La deserción universitaria

Dr. Alberto Cassano

“En la mayoría de los casos, la palabra imposible es sinónimo de falta de voluntad”.

Con singular preocupación el rector de la Universidad Nacional del Litoral definió como acuciante el problema de la deserción universitaria (El Litoral 02/06) y eso a pesar de que es una institución que desde hace años realiza aportes para disminuirla. De la duración de los estudios me ocuparé más adelante.

El asunto es muy complejo pero procuraré abordar algunos aspectos, no porque aquellos que los estudian o los padecen no los conozcan, sino porque merecen ser visitados de nuevo, aunque sea dentro del estrecho espacio de esta columna.

El primero y fundamental es que la igualdad de oportunidades no existe en la Argentina. Veamos sus diferentes aspectos en esta área.

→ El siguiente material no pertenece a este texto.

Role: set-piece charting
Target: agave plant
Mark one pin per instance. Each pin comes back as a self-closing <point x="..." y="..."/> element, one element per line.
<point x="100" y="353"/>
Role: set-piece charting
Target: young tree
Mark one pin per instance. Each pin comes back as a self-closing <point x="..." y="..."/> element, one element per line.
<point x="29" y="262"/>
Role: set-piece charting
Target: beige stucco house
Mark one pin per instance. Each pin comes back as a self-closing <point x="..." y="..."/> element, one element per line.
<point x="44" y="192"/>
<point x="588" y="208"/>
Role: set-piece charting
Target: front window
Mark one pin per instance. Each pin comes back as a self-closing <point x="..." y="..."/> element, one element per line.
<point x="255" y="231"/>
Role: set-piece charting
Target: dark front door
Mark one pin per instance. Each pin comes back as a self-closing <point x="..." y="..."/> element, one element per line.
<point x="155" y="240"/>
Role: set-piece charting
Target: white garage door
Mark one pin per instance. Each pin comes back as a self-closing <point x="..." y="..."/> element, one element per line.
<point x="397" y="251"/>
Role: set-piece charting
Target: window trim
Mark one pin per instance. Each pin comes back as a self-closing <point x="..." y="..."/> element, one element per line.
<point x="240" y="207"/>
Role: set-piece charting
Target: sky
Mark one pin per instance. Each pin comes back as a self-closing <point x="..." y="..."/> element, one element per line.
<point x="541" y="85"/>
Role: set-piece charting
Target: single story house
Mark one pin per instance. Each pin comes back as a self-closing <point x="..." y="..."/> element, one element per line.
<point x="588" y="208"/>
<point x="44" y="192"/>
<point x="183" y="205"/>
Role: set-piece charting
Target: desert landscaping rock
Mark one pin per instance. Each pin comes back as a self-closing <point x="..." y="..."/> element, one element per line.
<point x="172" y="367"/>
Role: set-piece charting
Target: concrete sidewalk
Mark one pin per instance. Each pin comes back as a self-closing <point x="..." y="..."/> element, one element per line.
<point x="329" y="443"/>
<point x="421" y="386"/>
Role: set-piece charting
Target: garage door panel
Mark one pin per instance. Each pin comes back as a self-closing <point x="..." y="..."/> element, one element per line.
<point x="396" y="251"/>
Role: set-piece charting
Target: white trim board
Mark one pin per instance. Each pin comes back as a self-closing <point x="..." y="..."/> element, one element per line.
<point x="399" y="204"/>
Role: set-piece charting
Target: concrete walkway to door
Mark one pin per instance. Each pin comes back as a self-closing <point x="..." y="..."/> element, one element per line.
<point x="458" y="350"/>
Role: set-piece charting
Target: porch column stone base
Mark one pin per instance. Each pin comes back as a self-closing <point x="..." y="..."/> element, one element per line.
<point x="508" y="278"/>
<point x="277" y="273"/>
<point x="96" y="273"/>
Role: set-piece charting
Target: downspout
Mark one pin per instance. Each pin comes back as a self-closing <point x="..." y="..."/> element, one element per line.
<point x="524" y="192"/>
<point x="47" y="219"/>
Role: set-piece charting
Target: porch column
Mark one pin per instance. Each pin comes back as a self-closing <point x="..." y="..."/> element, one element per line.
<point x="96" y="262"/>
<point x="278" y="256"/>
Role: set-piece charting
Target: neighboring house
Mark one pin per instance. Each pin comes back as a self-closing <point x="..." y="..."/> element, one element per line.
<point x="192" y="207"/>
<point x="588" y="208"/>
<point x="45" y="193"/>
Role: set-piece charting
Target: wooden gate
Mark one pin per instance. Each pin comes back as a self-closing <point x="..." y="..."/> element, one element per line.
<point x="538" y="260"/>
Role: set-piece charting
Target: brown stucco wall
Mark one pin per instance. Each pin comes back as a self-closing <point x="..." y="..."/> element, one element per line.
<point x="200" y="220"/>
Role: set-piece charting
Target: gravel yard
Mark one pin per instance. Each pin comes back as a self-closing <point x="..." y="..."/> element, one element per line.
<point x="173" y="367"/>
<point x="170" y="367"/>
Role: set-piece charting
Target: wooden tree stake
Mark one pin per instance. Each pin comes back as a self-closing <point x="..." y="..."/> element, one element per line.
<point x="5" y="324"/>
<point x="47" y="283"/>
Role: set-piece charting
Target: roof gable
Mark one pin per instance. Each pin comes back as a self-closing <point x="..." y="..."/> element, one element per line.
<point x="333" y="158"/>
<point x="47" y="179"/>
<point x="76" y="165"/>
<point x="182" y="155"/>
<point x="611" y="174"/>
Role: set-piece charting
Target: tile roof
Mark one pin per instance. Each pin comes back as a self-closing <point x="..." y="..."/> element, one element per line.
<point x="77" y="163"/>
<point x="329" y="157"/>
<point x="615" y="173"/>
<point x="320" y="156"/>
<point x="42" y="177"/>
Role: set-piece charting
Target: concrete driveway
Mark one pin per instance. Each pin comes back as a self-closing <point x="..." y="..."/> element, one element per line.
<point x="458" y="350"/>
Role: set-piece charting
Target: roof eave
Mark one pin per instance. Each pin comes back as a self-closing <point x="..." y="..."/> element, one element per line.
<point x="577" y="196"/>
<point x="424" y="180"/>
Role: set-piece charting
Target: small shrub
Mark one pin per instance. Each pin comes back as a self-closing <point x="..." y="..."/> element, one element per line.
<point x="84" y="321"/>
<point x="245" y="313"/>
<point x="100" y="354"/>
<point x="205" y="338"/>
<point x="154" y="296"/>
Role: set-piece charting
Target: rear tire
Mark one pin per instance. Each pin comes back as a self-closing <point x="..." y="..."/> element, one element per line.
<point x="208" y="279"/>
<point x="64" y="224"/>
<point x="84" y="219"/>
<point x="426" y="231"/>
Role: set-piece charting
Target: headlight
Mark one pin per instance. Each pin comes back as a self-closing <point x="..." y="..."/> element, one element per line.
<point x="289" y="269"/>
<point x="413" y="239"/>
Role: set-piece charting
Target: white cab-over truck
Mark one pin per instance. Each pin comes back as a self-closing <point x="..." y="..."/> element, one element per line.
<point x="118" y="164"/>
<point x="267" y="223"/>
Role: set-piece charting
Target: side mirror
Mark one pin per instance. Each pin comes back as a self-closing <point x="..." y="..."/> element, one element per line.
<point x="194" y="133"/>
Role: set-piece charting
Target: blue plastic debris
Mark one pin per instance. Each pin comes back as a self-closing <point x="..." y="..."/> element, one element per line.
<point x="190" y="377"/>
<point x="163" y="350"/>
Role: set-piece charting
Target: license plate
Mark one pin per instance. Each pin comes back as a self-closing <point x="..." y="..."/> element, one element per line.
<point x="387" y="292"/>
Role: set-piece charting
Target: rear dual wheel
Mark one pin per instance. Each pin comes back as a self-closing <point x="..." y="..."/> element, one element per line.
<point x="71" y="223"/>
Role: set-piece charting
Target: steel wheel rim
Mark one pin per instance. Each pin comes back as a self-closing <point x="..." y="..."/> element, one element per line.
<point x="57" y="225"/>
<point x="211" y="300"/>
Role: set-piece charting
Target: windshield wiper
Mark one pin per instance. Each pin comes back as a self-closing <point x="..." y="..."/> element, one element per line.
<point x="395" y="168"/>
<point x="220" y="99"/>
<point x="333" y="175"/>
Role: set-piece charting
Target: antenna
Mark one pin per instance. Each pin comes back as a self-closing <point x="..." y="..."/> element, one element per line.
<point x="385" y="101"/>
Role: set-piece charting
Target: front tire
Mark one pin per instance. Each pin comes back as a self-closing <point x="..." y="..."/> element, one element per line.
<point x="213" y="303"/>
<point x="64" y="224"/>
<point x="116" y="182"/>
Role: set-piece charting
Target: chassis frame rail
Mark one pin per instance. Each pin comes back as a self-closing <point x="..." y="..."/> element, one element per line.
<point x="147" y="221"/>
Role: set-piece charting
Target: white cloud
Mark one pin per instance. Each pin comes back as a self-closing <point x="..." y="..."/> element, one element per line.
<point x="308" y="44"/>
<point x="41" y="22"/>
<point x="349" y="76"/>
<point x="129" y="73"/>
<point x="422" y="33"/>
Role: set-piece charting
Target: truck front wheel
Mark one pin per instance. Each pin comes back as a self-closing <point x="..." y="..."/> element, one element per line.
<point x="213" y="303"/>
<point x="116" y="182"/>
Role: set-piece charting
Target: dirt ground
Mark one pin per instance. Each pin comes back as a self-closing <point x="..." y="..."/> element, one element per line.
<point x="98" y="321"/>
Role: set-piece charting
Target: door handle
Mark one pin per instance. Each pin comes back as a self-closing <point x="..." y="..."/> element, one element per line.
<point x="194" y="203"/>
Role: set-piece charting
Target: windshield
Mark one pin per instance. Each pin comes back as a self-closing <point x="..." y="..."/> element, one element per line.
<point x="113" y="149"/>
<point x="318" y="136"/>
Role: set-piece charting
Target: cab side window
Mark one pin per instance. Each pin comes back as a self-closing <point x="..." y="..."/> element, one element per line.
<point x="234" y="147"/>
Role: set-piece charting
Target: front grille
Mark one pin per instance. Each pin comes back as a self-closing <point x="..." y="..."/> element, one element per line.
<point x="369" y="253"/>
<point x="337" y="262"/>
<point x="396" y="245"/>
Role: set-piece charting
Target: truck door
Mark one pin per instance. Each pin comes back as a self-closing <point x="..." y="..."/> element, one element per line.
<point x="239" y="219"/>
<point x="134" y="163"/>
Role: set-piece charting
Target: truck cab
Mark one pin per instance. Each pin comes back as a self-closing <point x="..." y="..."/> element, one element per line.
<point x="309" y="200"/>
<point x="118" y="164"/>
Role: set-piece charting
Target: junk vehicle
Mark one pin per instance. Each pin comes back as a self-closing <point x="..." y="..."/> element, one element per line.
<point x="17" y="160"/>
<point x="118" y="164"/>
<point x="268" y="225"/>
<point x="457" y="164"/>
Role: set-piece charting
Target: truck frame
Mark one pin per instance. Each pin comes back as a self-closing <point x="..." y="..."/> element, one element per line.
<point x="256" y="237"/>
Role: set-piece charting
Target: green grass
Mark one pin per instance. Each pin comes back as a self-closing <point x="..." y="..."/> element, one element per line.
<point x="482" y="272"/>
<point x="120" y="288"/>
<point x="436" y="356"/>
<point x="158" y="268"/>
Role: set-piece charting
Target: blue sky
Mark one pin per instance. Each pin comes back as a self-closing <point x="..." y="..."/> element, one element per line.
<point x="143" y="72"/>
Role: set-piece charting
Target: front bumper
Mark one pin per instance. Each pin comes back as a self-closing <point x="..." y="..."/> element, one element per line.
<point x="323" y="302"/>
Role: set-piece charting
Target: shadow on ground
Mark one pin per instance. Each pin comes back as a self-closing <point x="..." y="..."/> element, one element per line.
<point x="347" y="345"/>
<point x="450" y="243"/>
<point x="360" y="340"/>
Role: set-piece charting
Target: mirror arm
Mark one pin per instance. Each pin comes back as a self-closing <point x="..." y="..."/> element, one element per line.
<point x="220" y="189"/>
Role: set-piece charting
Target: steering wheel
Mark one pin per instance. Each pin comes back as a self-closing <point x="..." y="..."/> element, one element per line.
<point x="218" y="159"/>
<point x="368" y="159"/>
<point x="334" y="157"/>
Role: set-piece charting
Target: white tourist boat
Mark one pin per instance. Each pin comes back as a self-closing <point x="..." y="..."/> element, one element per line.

Desde el momento de la gestación, parte del futuro educacional de ese bebé queda perfilado. La forma en que se alimenta su madre y la evolución de su vida hasta llegar a la edad escolar marcarán -salvo excepciones- los límites de su desarrollo neuronal y puede, en el largo plazo, influenciar seriamente su actividad intelectual en la Universidad, si es que en su caso logra sortear los obstáculos para llegar a ella.

Suponiendo que el aspecto anterior no haya sido muy serio o no haya existido, viene la segunda etapa que es la escuela primaria. Acá, en el desempeño de alumno, influyen al menos cuatro factores: la alimentación, el entorno de ayuda familiar, la preocupación de sus progenitores por garantizar su asistencia regular y el colegio al que puede asistir. Las carencias en cualquiera de estos elementos nuevamente signará su futuro intelectual.

Haciendo una tercera hipótesis, se puede suponer que el alumno logra ingresar a un colegio secundario para cumplir con la ley vigente. A los cuatro factores anteriores que siguen existiendo o, afortunadamente no han tenido importancia, se suman ahora algunos más. Enumeraré sólo los principales.

Aun en aquellos colegios sobrevaluadamente reconocidos como buenos -con contadas rarezas-, la organización del sistema educativo del ciclo secundario es errónea. Las escuelas, sin excepción, deberían ser de doble escolaridad, con docentes bien capacitados, cosa que tampoco constituye la normalidad. La existencia de gabinetes de física, química, biología, etc., bien dotados, brillan por su ausencia. Los profesores, en su gran mayoría, están obligados a correr de un instituto a otro para dar sus clases, en lugar de cumplir un horario de ocho horas diarias -como cualquier trabajador- en un único establecimiento, con tiempos para desarrollar todas sus tareas, incluyendo la capacitación permanente y, como es obvio, obteniendo la correspondiente remuneración.

Aquellas familias que pueden, le dan a sus hijos apoyatura externa, contribuyendo a la proliferación del negocio de los institutos de enseñanza “con sus colecciones de exámenes anteriores” acumulados a través de los años, clasificadas por docente (de la responsabilidad de los padres me ocupé, aunque fuera muy brevemente, en mi contribución anterior). Así, una gran mayoría termina su segundo ciclo de su supuesta obligación de Estado.

Cambiar todo esto, si es que existe la voluntad para hacerlo, llevará tiempo. Por ese motivo, el Ministerio de Educación debería proveer hoy los medios para que las universidades públicas puedan redoblar sus esfuerzos para atenuar: 1) el salto de modalidad en las formas de estudio; 2) la ausencia de programas para lograr una auténtica definición vocacional; 3) cuando existan, las dificultades del desarraigo; 4) la ignorancia de las responsabilidades que conllevan las libertades que pueden gozar sus estudiantes, y 5) por sobre todas las cosas, las diferencias socioeconómicas. ¿Por qué estas casas de estudio? Porque pueden proveer, transitoriamente, la solución más rápida.

Con la debida asistencia, la universidad puede ampliar su actual y voluntaria generosidad para salvar este conflicto y dar los cursos de apoyo con mayor intensidad, desarrollándolos durante todo el año, con superiores exigencias y muy buenos docentes. En esta etapa, se pueden paliar -difícilmente remediar de modo pleno- la mayor parte de los escollos anteriores. Y esto es válido, lamentablemente, de manera particular para los que no habitan muy lejos de la ciudad. El segundo aspecto a considerar, son los cursos del primer año. Sin duda deberían ser dictados siempre por los mejores docentes de cada Facultad. Son los que pueden entusiasmar, hacer fáciles las cosas difíciles, reafirmar o reorientar vocaciones y aportar consejos y experiencias a jóvenes que las necesitan como nunca al empezar.

La solución no termina aquí, pero formará parte del tema cuando aborde la inusual prolongación de la duración de las carreras.